Anna tenta de se calmer. Elle savait ce qu'elle voulait dire ; les mots qu'elle devait prononcer pour répondre correctement à la question étaient là, sur le bout de sa langue, mais malgré tous ses efforts et toute sa bonne volonté, rien ne traversa ses lèvres. Les conséquences de ses prochaines paroles pesaient sur son esprit – elle ne pouvait pas risquer que ses parents, surtout sa mère, soit mis au courant de cette discussion.

Elle voulait cependant se soulager de ce poids, de ces mots qui lui brûlaient la gorge et l'esprit depuis trop longtemps. Elle avait seulement besoin de quelqu'un pour la rassurer et lui dire que tout irait bien, quelque chose qu'elle aurait dû trouver auprès de ses parents.

Ses yeux basculèrent du stylo au capuchon rouge au critérium dans le pot à stylo sans qu'elle ne trouve le courage de mettre des mots sur ce qu'elle ressentait. Peut-être qu'elle n'était toujours pas prête pour cela.

Alors elle choisit la facilité.

Son regard glissa vers l'infirmière et elle tenta d'afficher un sourire. Entre les larmes et les sanglots, elle imagina que ce sourire ressemblait plus à une grimace qu'autre chose.

Ses cuisses tremblaient toujours.

— Je pense que je me sens seule, répondit Anna après ce qui lui parut être une éternité.

L'infirmière recula dans son siège et tapa plusieurs fois son bureau de son index. Chaque « tap » contre le bois résonna aux oreilles de la lycéenne.

Anna se demanda si elle avait senti le mensonge derrière ses paroles. Peut-être que la vérité coulait de ses paroles et qu'il n'était pas difficile d'y voir toutes les choses qu'elle n'avait pas le courage de dire.

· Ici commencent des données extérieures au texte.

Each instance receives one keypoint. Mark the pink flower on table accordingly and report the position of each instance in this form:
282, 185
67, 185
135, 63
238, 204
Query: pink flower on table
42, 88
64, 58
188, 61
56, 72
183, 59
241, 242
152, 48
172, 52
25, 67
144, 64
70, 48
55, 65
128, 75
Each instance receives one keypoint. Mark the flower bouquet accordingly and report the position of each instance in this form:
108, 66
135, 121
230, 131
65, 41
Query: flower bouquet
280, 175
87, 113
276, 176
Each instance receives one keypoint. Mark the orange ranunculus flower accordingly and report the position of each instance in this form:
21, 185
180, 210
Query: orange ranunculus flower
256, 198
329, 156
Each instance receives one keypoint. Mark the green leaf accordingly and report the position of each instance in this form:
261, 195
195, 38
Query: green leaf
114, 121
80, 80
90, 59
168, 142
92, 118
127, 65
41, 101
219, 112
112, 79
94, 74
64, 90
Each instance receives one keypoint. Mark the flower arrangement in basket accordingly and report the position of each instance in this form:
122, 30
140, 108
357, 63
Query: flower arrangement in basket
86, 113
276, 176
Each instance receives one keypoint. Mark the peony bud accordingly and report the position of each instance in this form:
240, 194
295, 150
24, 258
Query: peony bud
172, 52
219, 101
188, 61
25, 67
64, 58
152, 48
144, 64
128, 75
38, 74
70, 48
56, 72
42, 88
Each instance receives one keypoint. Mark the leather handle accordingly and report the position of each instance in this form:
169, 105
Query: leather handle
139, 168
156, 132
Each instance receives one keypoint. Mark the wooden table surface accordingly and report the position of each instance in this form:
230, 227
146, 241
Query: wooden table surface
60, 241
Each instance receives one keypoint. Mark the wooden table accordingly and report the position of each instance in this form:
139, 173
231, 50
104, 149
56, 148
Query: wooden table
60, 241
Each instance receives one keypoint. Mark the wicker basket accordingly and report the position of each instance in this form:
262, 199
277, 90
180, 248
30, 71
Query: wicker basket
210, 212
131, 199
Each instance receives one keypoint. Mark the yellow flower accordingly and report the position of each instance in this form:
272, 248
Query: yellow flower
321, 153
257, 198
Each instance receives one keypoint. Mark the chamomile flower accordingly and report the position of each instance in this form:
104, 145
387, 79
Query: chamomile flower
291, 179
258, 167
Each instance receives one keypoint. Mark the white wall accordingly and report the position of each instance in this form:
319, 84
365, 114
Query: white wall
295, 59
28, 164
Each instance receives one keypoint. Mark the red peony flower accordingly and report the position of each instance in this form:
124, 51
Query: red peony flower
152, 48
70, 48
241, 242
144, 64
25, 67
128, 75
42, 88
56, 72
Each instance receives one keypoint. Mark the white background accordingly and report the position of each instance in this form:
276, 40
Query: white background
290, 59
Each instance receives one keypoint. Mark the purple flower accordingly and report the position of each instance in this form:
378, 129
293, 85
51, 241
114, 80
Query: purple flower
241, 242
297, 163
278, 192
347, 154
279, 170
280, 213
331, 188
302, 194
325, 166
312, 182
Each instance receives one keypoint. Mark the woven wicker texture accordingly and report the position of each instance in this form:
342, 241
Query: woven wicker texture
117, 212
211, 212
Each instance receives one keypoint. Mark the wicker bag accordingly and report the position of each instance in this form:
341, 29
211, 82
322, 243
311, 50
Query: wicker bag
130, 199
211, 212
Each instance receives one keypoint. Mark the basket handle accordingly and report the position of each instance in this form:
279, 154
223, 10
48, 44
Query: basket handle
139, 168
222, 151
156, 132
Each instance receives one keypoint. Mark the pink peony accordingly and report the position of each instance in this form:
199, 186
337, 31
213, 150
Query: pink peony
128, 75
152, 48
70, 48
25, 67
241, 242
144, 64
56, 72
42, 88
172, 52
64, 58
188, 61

Le sentiment de solitude que l'adolescente ressentait n'était pas un mensonge. Pas totalement.

Elle avait Rachel, sa meilleure amie ; elle avait sa mère et son père. Malgré leur présence, elle se sentait invisible, parfois même ignorée. Aujourd'hui cependant, à la seconde où elle s'était enfin décidée à mettre les pieds dans l'infirmerie de son lycée, elle savait qu'il ne s'agissait pas de ça.